Pied Blue has a strong taste; think of bitter, nuts and length. That’s why we use only 100 grams for two servings.
An omelet can be made in a number of ways. We prefer the slow way because the process is simple and the result great.
A white wine goes very well with this omelet. We prefer a Soave (the Garganega grape) but we could also imagine a stronger Californian Chardonnay (but not too oaky). The Soave makes the dish elegant and complex, allowing you to taste all aspects in full. The Chardonnay will make it a more overwhelming dish.

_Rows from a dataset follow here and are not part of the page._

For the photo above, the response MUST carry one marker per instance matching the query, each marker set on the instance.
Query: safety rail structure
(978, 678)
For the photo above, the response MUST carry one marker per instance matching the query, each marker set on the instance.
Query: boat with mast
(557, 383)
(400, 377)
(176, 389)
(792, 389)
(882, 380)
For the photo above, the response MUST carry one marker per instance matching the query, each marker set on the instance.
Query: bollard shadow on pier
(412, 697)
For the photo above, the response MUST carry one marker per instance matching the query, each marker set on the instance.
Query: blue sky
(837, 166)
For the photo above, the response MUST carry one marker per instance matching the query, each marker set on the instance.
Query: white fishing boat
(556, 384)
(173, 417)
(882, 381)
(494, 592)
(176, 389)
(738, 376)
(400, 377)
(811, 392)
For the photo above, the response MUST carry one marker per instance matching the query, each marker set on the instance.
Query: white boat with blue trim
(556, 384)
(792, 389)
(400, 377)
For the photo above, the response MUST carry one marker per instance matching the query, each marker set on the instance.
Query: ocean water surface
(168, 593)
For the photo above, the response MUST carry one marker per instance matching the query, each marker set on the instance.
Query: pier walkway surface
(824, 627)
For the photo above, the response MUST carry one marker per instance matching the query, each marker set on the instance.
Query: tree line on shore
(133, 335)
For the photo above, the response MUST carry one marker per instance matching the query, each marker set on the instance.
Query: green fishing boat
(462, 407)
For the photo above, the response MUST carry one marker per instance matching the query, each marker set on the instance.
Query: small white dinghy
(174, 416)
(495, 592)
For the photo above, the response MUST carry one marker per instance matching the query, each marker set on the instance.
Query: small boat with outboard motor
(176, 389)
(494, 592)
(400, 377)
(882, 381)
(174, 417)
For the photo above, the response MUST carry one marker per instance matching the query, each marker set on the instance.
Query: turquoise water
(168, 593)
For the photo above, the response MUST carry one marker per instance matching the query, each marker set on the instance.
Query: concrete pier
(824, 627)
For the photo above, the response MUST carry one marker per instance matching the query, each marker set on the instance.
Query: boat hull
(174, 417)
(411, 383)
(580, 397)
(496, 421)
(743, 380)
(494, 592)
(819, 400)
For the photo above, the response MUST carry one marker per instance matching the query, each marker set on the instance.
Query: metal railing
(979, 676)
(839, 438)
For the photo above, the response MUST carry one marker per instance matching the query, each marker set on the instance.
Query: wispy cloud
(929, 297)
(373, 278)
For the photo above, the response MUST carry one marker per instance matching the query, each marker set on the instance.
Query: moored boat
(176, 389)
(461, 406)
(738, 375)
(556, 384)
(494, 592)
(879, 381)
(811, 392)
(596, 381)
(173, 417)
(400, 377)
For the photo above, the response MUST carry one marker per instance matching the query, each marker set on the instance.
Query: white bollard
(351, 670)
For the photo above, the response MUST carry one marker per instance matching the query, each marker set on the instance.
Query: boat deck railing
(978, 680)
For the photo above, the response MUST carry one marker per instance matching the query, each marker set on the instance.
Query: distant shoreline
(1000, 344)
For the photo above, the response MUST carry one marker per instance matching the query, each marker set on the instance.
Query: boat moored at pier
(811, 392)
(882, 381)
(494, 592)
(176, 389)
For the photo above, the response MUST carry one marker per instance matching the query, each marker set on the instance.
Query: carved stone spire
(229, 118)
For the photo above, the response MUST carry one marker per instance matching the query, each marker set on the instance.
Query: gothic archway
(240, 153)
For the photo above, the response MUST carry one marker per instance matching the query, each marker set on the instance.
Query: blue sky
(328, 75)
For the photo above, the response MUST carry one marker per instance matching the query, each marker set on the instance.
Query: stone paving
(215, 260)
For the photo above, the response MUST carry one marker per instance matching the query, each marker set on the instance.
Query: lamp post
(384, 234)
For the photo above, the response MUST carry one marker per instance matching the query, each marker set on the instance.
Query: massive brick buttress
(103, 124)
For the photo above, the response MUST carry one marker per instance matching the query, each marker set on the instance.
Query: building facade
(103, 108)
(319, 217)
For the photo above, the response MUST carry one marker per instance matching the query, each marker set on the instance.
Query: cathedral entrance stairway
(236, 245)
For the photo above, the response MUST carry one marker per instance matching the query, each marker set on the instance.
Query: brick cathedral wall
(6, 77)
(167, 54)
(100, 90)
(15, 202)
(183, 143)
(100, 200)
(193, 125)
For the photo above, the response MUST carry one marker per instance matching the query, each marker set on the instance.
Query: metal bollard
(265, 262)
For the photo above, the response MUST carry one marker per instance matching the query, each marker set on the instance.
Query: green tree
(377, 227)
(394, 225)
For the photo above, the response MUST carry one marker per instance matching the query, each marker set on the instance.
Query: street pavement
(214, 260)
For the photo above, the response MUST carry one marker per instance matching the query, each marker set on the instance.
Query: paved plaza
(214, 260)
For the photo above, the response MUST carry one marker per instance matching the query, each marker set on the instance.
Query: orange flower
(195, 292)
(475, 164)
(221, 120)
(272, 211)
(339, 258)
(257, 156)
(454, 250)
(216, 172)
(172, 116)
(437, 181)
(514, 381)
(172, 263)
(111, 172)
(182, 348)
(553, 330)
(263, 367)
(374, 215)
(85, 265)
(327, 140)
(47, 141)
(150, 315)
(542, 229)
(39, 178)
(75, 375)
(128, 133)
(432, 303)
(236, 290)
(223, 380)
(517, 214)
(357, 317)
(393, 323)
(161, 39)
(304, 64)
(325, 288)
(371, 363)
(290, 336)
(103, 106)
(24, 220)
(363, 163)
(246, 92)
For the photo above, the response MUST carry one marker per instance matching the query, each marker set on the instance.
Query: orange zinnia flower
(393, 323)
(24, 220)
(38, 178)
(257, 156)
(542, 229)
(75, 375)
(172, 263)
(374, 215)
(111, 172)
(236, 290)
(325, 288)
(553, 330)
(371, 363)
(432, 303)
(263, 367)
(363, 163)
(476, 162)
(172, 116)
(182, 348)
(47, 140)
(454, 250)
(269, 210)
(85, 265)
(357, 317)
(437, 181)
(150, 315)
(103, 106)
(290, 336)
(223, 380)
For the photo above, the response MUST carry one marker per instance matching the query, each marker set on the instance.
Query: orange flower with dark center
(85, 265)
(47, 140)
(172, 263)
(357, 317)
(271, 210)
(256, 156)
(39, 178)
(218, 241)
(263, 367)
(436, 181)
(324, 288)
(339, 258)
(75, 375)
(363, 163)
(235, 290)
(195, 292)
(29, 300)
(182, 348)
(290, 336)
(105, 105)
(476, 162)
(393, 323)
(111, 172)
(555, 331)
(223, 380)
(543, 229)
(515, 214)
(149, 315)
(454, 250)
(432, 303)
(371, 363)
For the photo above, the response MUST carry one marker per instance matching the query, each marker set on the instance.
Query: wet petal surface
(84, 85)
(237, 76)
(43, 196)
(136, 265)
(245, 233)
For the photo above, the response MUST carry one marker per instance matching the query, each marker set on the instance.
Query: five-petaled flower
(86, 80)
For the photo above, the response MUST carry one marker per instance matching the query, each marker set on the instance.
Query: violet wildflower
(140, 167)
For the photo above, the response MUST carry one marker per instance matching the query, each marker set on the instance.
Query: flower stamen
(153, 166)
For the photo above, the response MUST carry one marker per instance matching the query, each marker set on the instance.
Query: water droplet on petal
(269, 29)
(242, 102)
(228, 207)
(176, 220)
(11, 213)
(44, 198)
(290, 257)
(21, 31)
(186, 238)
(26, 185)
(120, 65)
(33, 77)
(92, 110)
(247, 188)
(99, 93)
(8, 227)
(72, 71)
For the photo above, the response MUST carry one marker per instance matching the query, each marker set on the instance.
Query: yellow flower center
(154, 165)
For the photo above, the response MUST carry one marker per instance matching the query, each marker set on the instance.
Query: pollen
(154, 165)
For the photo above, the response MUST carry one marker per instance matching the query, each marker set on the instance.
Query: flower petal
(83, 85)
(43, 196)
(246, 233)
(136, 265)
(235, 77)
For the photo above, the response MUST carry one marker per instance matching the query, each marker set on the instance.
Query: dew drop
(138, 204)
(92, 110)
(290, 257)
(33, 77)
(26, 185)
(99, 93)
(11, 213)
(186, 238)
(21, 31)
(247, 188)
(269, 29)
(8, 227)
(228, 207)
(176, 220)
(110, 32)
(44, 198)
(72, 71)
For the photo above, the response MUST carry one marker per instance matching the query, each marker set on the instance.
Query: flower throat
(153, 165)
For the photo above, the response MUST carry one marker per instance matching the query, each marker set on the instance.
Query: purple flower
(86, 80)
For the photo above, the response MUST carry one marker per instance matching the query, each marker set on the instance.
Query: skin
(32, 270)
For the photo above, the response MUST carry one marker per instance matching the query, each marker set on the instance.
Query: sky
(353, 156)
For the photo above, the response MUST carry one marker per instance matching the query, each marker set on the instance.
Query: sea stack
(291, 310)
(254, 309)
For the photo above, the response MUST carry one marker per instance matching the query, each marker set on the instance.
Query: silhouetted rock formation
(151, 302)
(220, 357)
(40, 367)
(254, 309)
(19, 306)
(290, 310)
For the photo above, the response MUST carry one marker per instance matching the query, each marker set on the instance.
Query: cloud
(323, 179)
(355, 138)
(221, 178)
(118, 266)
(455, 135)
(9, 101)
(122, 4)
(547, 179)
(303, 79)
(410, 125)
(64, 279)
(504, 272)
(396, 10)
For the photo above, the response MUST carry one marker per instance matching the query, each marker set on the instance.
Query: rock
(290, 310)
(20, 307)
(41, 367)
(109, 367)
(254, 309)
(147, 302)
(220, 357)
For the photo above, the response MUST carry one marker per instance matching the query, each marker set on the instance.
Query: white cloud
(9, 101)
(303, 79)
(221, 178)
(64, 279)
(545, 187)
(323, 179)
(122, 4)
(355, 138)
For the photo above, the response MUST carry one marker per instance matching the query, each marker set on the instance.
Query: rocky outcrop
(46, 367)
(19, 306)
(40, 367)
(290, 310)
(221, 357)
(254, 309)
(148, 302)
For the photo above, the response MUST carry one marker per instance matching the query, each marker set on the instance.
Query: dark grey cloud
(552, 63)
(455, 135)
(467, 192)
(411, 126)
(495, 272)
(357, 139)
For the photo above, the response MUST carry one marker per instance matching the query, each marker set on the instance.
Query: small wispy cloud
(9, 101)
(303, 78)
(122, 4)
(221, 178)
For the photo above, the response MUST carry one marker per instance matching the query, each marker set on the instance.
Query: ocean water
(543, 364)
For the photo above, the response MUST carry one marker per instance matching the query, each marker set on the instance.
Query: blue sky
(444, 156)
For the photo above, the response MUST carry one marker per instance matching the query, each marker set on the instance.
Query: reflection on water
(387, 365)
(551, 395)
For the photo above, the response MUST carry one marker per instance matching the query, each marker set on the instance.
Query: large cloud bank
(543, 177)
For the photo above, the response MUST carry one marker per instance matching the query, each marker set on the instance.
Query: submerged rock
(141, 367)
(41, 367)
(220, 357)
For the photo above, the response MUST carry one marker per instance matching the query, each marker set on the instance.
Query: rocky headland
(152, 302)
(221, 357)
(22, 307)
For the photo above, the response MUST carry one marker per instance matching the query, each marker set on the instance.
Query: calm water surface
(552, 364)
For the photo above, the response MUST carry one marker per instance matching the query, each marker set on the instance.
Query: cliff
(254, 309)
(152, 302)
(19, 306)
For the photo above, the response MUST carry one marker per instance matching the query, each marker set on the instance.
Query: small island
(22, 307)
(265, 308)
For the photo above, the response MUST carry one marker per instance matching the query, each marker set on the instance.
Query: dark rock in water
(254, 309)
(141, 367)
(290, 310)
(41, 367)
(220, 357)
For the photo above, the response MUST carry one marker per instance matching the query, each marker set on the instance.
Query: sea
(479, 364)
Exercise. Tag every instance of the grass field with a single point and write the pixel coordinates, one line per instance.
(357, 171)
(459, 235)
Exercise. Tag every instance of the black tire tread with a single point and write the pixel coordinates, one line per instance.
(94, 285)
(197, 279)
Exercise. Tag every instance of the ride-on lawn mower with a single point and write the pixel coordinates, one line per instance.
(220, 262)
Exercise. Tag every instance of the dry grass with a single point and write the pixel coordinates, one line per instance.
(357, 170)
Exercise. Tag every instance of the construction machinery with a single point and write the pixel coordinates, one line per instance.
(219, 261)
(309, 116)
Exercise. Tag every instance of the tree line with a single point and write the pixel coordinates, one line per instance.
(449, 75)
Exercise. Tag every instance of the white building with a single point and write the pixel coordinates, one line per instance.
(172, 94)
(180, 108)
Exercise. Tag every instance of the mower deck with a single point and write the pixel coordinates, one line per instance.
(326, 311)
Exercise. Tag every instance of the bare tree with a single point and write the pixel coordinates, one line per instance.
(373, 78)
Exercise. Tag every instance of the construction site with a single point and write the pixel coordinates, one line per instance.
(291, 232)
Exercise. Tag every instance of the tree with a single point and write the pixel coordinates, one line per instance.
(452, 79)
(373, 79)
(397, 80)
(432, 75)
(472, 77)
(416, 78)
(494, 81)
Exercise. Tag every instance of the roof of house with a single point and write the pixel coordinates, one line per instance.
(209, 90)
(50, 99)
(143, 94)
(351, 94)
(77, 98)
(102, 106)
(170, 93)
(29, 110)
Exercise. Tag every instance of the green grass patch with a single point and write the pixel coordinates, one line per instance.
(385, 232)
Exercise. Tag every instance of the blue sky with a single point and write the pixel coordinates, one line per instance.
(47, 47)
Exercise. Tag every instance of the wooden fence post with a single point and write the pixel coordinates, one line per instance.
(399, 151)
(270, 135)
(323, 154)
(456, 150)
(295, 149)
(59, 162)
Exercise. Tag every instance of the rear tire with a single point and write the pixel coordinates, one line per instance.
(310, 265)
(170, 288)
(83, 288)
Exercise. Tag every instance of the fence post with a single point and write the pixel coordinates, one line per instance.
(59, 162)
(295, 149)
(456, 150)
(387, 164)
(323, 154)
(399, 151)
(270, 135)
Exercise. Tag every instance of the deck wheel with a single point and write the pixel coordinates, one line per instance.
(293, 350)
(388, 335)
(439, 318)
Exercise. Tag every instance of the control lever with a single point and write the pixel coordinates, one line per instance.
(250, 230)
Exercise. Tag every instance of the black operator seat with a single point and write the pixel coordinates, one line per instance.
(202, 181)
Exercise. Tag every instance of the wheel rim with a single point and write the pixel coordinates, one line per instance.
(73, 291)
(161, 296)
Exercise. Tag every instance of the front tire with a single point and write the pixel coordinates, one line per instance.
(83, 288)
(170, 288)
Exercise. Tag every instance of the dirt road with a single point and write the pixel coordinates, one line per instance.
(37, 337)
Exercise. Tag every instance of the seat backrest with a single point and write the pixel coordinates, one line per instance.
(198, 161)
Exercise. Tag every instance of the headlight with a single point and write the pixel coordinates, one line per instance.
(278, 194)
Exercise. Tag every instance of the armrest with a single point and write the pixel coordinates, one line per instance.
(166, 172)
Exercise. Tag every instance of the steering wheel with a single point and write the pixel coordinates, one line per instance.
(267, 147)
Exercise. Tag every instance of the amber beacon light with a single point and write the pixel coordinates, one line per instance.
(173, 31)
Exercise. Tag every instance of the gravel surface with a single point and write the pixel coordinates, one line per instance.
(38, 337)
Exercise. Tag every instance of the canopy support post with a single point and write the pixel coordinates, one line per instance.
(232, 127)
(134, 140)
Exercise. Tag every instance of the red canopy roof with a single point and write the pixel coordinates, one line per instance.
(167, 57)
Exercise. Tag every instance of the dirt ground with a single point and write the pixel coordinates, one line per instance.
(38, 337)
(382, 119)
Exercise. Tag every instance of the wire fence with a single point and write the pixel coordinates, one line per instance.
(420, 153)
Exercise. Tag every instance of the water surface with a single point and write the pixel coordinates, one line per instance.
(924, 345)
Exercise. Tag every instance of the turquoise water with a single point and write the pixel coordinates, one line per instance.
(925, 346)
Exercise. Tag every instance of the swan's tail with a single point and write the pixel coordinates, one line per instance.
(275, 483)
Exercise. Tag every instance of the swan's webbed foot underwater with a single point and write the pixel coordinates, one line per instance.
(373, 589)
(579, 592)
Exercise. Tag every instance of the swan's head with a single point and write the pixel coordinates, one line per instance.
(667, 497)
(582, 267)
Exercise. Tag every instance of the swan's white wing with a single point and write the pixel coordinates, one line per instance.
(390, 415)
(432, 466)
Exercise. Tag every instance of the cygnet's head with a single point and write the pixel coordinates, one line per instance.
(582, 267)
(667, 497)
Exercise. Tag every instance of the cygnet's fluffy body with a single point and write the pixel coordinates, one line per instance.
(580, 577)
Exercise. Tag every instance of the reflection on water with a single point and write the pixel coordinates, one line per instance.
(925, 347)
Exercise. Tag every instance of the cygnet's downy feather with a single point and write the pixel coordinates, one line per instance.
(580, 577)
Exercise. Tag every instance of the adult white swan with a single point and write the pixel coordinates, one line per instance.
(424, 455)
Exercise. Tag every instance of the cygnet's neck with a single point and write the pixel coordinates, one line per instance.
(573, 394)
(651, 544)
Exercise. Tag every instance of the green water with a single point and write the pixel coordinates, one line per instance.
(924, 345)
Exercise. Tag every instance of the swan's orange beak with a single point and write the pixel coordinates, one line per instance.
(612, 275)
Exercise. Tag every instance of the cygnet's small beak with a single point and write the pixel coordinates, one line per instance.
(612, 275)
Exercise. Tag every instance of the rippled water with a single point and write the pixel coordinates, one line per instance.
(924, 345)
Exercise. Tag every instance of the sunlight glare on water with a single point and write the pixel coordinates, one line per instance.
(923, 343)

If you prefer a red wine, then go for Pinot Noir from the Old World (Elzas would be best). The Pinot Noir emphasises the earthy character of the dish. The red wine shouldn’t be too rich; it should support the dish and bring it to the next level.
Here is what you need:
- 100 grams Pied Blue
- 2 Eggs
- 1 Spring onion
- 1 Garlic glove (preferably cooked)
- Parmesan cheese
- Olive oil
- Black pepper
Clean the Pied Blue and cut the heads in four (or eight depending on the size) and the stems in similar sized chunks. Slice the spring onion in small rings. Fry the Pied Blue in a skillet with olive oil and butter for 5 minutes until well cooked. Not too hot, otherwise the mushrooms will become bitter. Add the thinly sliced white of the spring onion and the (sliced or smashed) garlic and fry a bit more. Perhaps you want to add some butter to the pan. Now make sure the skillet is nice and a bit hot. Whisk the two eggs well, add the green of the spring onion and add to the pan. After a few seconds reduce the heat to very low and wait 10 minutes until the egg is nearly set. Take your time but keep an eye on the surface and the consistency. Check with your fingers if the omelet is beginning to set. A good omelet must be baveuse so Timing Is All. There is no alternative to baveuse!
Serve the omelet with Pied Blue on warm dishes with some freshly grated Parmesan cheese and black pepper.